Zum Programm der Bundesregierung „Demokratie leben!“
der Abgeordneten Udo Theodor Hemmelgarn, Marc Bernhard, Frank Magnitz, Dr. Gottfried Curio und der Fraktion der AfD
Vorbemerkung
Die Bundesregierung fördert das Programm „Demokratie leben! Aktiv gegen Rechtsextremismus, Gewalt und Menschenfeindlichkeit“ seit 2015 mit erheblichen Mitteln aus dem Bundeshaushalt. Die Fördersumme im Jahr 2019 beträgt 115,5 Mio. Euro (www.demokratie-leben.de/bundesprogramm/ueber-demokratie-leben.html).
Nach den Aussagen auf der Internetseite des Programms setzt sich das Programm für ein vielfältiges, gewaltfreies und demokratisches Miteinander ein (ebd.).
Auf der Internetseite des Programms heißt es weiter: „Zu den Zielgruppen des Bundesprogramms gehören insbesondere Kinder und Jugendliche […]“ (ebd.).
Mittlerweile wird über dieses Programm eine Vielzahl an Projekten und Trägern gefördert. Auf der Internetseite von „Demokratie leben!“ findet sich unter anderem eine Anleitung zur Organisation von Demonstrationen (www.demokratie-leben.de/wer-wenn-nicht-wir/wie-geht-eigentlich/demonstration-organisieren.html).
Das Bundesverfassungsgericht führt zum demokratischen Willensbildungsprozess Folgendes aus: „In einer Demokratie muss sich diese Willensbildung aber vom Volk zu den Staatsorganen, nicht umgekehrt von den Staatsorganen zum Volk hin, vollziehen. […] Das bedeutet, dass es den Staatsorganen grundsätzlich verwehrt ist, sich in Bezug auf den Prozess der Meinungs- und Willensbildung des Volkes zu betätigen, dass dieser Prozess also grundsätzlich ‚staatsfrei‘ bleiben muss.“ (BVerfGE 20, 56 <95>)
Diese Rechtsprechung wurde in anderen Entscheidungen des Bundesverfassungsgerichts bestätigt (vgl.
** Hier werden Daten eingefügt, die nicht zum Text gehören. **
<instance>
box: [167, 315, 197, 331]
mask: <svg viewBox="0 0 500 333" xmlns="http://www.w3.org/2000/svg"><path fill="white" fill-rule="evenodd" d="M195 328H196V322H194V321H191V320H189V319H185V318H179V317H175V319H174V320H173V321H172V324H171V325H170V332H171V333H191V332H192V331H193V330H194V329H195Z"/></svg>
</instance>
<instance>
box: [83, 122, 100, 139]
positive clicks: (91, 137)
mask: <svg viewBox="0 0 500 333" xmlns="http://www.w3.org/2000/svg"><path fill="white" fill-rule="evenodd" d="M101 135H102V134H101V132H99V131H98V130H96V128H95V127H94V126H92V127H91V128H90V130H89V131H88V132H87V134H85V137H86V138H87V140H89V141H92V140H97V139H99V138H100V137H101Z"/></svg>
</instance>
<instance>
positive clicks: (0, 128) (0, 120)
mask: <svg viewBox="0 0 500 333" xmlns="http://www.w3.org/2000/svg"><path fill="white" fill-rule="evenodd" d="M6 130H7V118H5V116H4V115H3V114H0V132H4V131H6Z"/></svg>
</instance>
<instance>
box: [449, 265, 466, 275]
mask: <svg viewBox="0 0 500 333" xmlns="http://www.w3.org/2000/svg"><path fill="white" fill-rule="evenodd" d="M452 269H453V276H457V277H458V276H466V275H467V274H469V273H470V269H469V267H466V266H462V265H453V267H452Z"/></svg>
BVerfGE 69, 315 <345 f.>) und gilt daher als gesichert.
Wir fragen die Bundesregierung:
Fragen8
Welche Erwägungen haben zur Initiierung des Programms „Demokratie leben!“ im Jahr 2015 geführt?
Welches sind die konkreten Ziele des Programms?
Wie hoch ist die Anzahl der derzeit im Rahmen des Programms geförderten Projekte und Träger?
Wurden nach Kenntnis der Bundesregierung im Rahmen von im Rahmen des Programms geförderten Projekten oder durch geförderte Träger schon Demonstrationen oder Kundgebungen organisiert?
Wenn ja, wie viele waren dies, und zu welchen Themen?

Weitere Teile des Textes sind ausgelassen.